Я смачно, будто по мячу, зарядил с пыры по затылку толстушки. От мощного пендаля её балда полетела вперёд, и она целиком заглотила шланг чепушилы, уткнулась носом в куст рыжих курчавых волос и, поперхнувшись, тут же отстранилась, чтобы вытащить писюн изо рта. В этот момент ей в лицо ударила тугая струя спермы, прорвавшаяся через дырку в презервативе. Малафьёй забрызгало глаза и щёки, последний сгусток спущёнки приземлился на кончик её шнобеля и сполз на верхнюю губу.
Чепушилу затрясло, он прижал ладонь к шее, силясь остановить толчками извергавшуюся кровь, и медленно опустился на диван. Я вмазал толстушке носком ботинка в пятак, и она грохнулась на спину, растопырив согнутые в коленях жирные ножищи, похожие на молочные сосиски. Нагнулся над ней, обхватил башку обеими руками и с силой долбанул затылком об пол. Тонкий линолеум едва ослабил удар, и её кости звонко затрещали, как переломленная сухая ветка. Зенки шлюхи тотчас же расфокусировались и вперились в потолок. Но я ещё дважды шмякнул её на всякий случай.
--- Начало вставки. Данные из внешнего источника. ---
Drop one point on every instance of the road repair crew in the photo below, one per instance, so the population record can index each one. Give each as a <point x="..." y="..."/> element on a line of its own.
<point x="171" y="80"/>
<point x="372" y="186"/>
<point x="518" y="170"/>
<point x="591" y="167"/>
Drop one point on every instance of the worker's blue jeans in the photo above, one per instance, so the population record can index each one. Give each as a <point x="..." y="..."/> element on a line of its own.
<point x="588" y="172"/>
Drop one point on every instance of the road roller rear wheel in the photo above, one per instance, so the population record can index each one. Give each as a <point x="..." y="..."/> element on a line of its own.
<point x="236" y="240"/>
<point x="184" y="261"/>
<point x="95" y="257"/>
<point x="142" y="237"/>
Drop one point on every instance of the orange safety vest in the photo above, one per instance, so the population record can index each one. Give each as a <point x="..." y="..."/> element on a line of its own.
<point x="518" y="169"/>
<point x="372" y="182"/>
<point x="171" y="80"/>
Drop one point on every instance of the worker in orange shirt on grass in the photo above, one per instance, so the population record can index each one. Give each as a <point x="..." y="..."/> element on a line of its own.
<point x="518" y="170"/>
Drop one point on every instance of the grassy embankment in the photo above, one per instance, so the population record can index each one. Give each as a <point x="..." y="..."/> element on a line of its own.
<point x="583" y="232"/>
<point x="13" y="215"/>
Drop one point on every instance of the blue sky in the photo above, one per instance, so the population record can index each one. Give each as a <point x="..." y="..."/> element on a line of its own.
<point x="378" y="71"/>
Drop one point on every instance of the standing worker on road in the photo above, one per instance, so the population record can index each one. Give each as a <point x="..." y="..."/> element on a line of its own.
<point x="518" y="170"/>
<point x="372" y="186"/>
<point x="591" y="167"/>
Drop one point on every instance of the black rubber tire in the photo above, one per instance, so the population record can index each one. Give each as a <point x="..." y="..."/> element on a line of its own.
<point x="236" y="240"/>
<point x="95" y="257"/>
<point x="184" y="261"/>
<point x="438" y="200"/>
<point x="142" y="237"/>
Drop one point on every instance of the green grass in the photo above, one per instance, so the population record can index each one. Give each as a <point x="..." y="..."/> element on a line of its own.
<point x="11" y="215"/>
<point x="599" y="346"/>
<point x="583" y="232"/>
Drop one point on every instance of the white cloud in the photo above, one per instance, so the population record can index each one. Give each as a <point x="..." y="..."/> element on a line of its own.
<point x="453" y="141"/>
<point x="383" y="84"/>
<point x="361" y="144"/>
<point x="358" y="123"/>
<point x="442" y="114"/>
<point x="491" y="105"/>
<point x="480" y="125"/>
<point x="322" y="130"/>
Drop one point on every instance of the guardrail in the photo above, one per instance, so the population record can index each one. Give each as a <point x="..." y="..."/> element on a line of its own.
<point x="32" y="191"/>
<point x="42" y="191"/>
Подступил к черноволосой, неглубоко вонзил лезвие в солнечное сплетение и плавно провёл заточкой вдоль живота, вспарывая брюхо до паха. После этого аккуратно вытащил розовые тёплые кишки и намотал их шаболде на шею. Потом сполоснул руки под краном, дабы не заляпать кровью деньги, извлёк из кармана чепушилы пачку купюр, прошмонал сумочку толстушки и забрал из кошелька 20 косарей, а также ещё оказавшиеся там пару тысячных банкнот.
Пока я этим занимался, черноволосая очнулась и завизжала. Я подскочил к ней и широким взмахом руки рассёк ей глотку. Ненароком задел кишки, и из них полилась светло-коричневая жижа, которая, смешиваясь с кровью, потекла по её сиськам. От смрада защипало в глазах, поэтому я, не мешкая, закрыл ноутбук, отворил дверь и был таков.
Из Волхова уехал в Подпорожье, растёкшееся, словно чернильная клякса, вдоль Свири из-за бесконечных октябрьских дождей. К Подпорожью у меня было особое отношение. Я недолго прожил в этом городе, но испытывал к нему широкую палитру эмоций: от беспросветно-чёрных до беззаботно-голубых. Как-никак именно здесь я влюбился первые два раза.